Tal vez el último verano.

Un tren hacía ninguna parte

La oscuridad lo envolvía todo.
Sentía dolor, el brazo, las costillas, el hombro me dolía horrores. Ahora sí.
¿Era aquello la muerte? Nunca hubiera imaginado que al morir seguiría sintiendo dolor.
Pero, si no estaba muerto, ¿dónde estaba?
También olía mal y aquello empezó a preocuparme.
Al prestar atención a mi entorno, pude escuchar un monótono sonido...Era un tren. ¡Estaba en un tren!
Recordé de repente todo lo ocurrido y me incorporé.
—¿Christine?
—Estoy aquí, Pedro. ¡Estás vivo! ¡Creía que...! ¡Te disparó!
No podía verla, pero al escuchar su voz sentí un gran alivio.
Estaba tumbado sobre algo duro de madera y tenía la cabeza apoyada en el regazo de Chris.
—Estoy bien, Chris. ¿Dónde estamos —Le pregunté
—Estamos en un tren, Pedro.
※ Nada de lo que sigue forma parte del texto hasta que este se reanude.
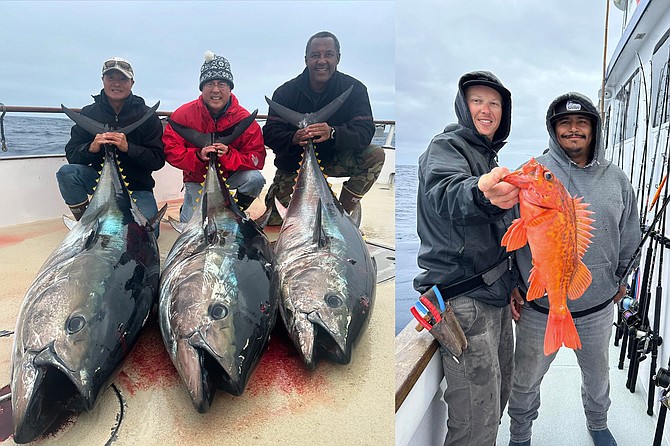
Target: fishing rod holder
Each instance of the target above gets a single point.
(662, 379)
(660, 238)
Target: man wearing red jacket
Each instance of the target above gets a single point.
(216, 110)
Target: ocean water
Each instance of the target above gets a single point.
(35, 135)
(407, 243)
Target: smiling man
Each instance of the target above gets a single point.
(343, 142)
(216, 110)
(576, 156)
(460, 253)
(139, 153)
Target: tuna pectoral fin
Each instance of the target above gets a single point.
(156, 219)
(280, 208)
(516, 236)
(319, 237)
(580, 281)
(561, 330)
(189, 364)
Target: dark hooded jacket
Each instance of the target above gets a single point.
(353, 123)
(460, 230)
(609, 193)
(145, 148)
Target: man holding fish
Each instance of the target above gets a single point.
(603, 239)
(343, 144)
(463, 262)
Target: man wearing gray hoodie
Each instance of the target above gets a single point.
(575, 156)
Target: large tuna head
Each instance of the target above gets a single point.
(68, 344)
(326, 313)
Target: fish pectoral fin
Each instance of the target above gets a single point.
(155, 221)
(516, 236)
(280, 208)
(319, 237)
(580, 281)
(537, 288)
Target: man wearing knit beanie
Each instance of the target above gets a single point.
(215, 111)
(343, 142)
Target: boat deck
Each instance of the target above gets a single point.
(284, 402)
(561, 420)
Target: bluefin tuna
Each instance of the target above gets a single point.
(217, 308)
(327, 278)
(84, 310)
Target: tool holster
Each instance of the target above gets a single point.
(447, 331)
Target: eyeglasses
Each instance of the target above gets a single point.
(220, 85)
(118, 64)
(326, 55)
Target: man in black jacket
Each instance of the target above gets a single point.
(460, 252)
(140, 153)
(342, 143)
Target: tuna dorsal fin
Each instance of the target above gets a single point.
(302, 120)
(516, 236)
(319, 237)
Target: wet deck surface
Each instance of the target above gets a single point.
(284, 403)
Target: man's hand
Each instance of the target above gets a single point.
(319, 132)
(502, 194)
(515, 303)
(219, 148)
(114, 138)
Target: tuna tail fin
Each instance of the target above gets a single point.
(516, 236)
(561, 330)
(580, 281)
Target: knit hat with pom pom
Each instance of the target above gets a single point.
(215, 68)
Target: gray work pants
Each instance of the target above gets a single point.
(531, 365)
(478, 387)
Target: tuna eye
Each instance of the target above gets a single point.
(75, 324)
(218, 311)
(333, 300)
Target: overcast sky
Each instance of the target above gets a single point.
(52, 52)
(538, 49)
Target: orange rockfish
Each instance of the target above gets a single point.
(558, 229)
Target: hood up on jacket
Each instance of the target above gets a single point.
(598, 150)
(487, 79)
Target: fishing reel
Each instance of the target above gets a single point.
(662, 379)
(630, 308)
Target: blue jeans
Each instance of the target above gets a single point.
(531, 365)
(76, 183)
(478, 387)
(247, 182)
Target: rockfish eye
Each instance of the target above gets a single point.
(75, 324)
(218, 311)
(333, 300)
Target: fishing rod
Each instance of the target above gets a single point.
(662, 380)
(644, 340)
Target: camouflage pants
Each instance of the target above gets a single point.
(362, 168)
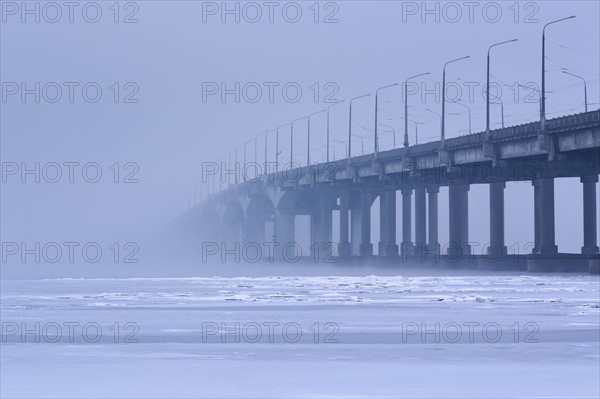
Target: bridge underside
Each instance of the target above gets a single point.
(568, 147)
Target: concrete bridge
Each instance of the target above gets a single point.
(249, 212)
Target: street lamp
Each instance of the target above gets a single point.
(350, 126)
(393, 131)
(444, 93)
(584, 87)
(277, 147)
(328, 108)
(487, 98)
(308, 137)
(376, 98)
(406, 106)
(501, 108)
(292, 141)
(345, 147)
(543, 96)
(469, 109)
(362, 142)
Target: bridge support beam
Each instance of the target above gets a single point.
(536, 216)
(315, 224)
(458, 198)
(355, 220)
(344, 248)
(420, 220)
(546, 217)
(284, 231)
(590, 239)
(366, 248)
(434, 245)
(497, 247)
(387, 223)
(254, 230)
(407, 245)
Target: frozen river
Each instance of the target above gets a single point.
(454, 335)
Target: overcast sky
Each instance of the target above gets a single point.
(156, 120)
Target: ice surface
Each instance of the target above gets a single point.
(363, 344)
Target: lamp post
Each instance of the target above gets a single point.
(308, 137)
(433, 112)
(543, 96)
(406, 105)
(393, 131)
(328, 108)
(468, 109)
(277, 147)
(501, 109)
(444, 93)
(584, 87)
(350, 126)
(345, 147)
(292, 141)
(376, 103)
(487, 97)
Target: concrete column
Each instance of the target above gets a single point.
(355, 219)
(536, 216)
(344, 248)
(434, 245)
(590, 239)
(284, 231)
(366, 248)
(387, 222)
(326, 220)
(497, 247)
(458, 196)
(315, 225)
(546, 222)
(407, 245)
(254, 229)
(420, 220)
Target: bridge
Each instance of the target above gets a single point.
(250, 209)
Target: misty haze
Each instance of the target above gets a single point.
(316, 199)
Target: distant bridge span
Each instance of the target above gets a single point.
(567, 146)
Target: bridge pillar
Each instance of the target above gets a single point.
(434, 245)
(344, 248)
(366, 248)
(315, 224)
(254, 230)
(458, 198)
(420, 220)
(284, 231)
(355, 220)
(590, 239)
(536, 216)
(497, 247)
(328, 201)
(387, 223)
(546, 216)
(407, 245)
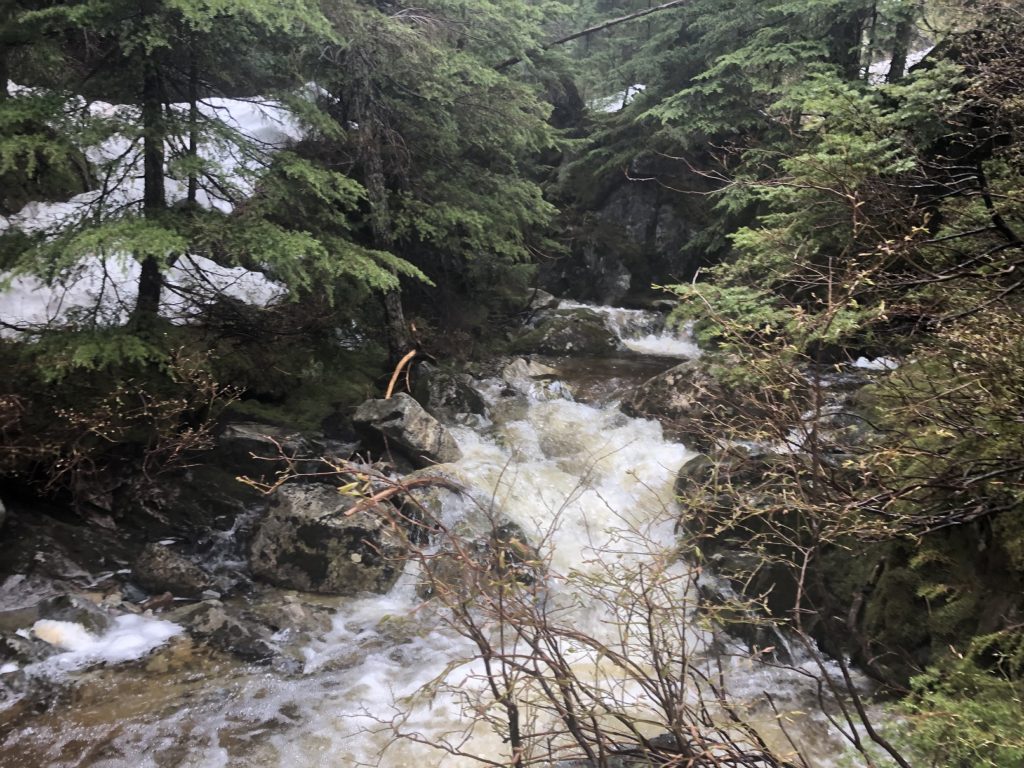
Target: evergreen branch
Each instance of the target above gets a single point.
(591, 30)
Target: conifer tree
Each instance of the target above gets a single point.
(157, 61)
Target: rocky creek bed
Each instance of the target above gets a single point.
(295, 629)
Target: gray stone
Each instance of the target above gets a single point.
(288, 612)
(578, 332)
(160, 569)
(311, 540)
(535, 380)
(471, 561)
(445, 394)
(541, 300)
(402, 424)
(259, 450)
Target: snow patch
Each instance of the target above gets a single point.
(879, 71)
(616, 101)
(131, 637)
(103, 289)
(876, 364)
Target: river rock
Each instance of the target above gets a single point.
(258, 450)
(75, 609)
(210, 621)
(687, 400)
(307, 541)
(402, 424)
(535, 380)
(468, 561)
(161, 569)
(578, 332)
(445, 394)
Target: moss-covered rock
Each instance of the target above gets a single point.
(578, 332)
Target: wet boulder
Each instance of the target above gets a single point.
(470, 560)
(400, 423)
(311, 540)
(213, 623)
(160, 569)
(690, 403)
(259, 450)
(578, 332)
(535, 380)
(445, 394)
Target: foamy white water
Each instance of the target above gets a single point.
(643, 332)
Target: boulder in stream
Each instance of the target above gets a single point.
(211, 622)
(161, 569)
(446, 394)
(577, 332)
(535, 380)
(400, 423)
(311, 540)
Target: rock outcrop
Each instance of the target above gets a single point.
(400, 424)
(311, 540)
(578, 332)
(445, 394)
(160, 569)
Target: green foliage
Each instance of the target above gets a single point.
(963, 715)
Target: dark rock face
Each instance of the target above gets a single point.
(400, 423)
(309, 541)
(684, 398)
(484, 560)
(245, 448)
(160, 569)
(535, 380)
(446, 394)
(581, 332)
(211, 622)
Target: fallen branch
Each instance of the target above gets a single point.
(590, 30)
(397, 372)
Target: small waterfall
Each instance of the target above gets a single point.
(590, 486)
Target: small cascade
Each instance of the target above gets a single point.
(643, 331)
(591, 487)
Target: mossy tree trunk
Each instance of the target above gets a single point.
(154, 195)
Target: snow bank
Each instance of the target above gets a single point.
(876, 364)
(616, 101)
(131, 637)
(105, 288)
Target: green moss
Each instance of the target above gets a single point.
(322, 388)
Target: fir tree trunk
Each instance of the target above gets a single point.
(193, 126)
(154, 196)
(901, 48)
(398, 338)
(4, 72)
(845, 42)
(5, 14)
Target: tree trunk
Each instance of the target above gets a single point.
(901, 48)
(193, 126)
(5, 16)
(4, 72)
(845, 42)
(154, 196)
(399, 339)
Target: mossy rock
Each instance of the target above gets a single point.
(576, 332)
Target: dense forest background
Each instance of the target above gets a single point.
(812, 180)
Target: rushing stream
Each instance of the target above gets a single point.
(592, 486)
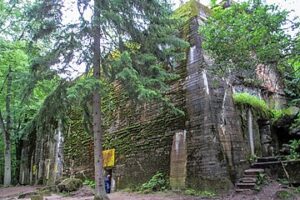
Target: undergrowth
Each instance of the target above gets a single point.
(158, 182)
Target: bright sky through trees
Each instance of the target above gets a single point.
(71, 15)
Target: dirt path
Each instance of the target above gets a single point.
(5, 193)
(267, 193)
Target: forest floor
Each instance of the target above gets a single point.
(268, 192)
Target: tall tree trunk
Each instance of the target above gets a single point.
(96, 107)
(7, 142)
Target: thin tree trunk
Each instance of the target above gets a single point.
(7, 142)
(96, 107)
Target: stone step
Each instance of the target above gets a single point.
(245, 185)
(268, 159)
(248, 180)
(253, 171)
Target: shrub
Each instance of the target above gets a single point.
(259, 106)
(158, 182)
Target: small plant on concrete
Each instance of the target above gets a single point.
(90, 183)
(294, 150)
(158, 182)
(262, 179)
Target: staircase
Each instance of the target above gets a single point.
(247, 183)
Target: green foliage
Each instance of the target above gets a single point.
(283, 181)
(294, 150)
(262, 179)
(90, 183)
(158, 182)
(250, 101)
(247, 34)
(285, 195)
(205, 193)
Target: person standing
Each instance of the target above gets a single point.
(107, 183)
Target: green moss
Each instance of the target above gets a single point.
(259, 106)
(286, 195)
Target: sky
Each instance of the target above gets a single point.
(284, 4)
(71, 15)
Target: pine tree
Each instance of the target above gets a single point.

Yo me desperté hace un rato, tú estabas dormido junto a mí.
—¿Cómo nos han traído hasta aquí? ¿Fue, Kaufman?
—Tuvo que ser él. Creo que nos drogaron, a mí me duele todavía la cabeza.
—Te dio un golpe muy fuerte, ¿te encuentras bien?
—Sí. Sólo tengo un chichón...
—¡Le mataré! Lo haré como lo hice con tu tío. —Estaba rabioso, no sólo por haberme disparado a mí, sino por haber tocado a Christine.
—¡Tengo miedo, Pedro! ¡Este tren...! ¿Dónde nos llevan?
En ese momento caí en la cuenta. Ya sabía dónde estábamos. Era el tren que transportaba a los judíos al norte, a los campos de exterminio. Kaufman nos había entregado a los nazis.
Me levanté y la cabeza comenzó a darme vueltas, por lo que volví a sentarme. La herida de mi hombro había dejado de sangrar. La bala había salido por mi espalda sin tocar ningún órgano importante, por eso seguía vivo.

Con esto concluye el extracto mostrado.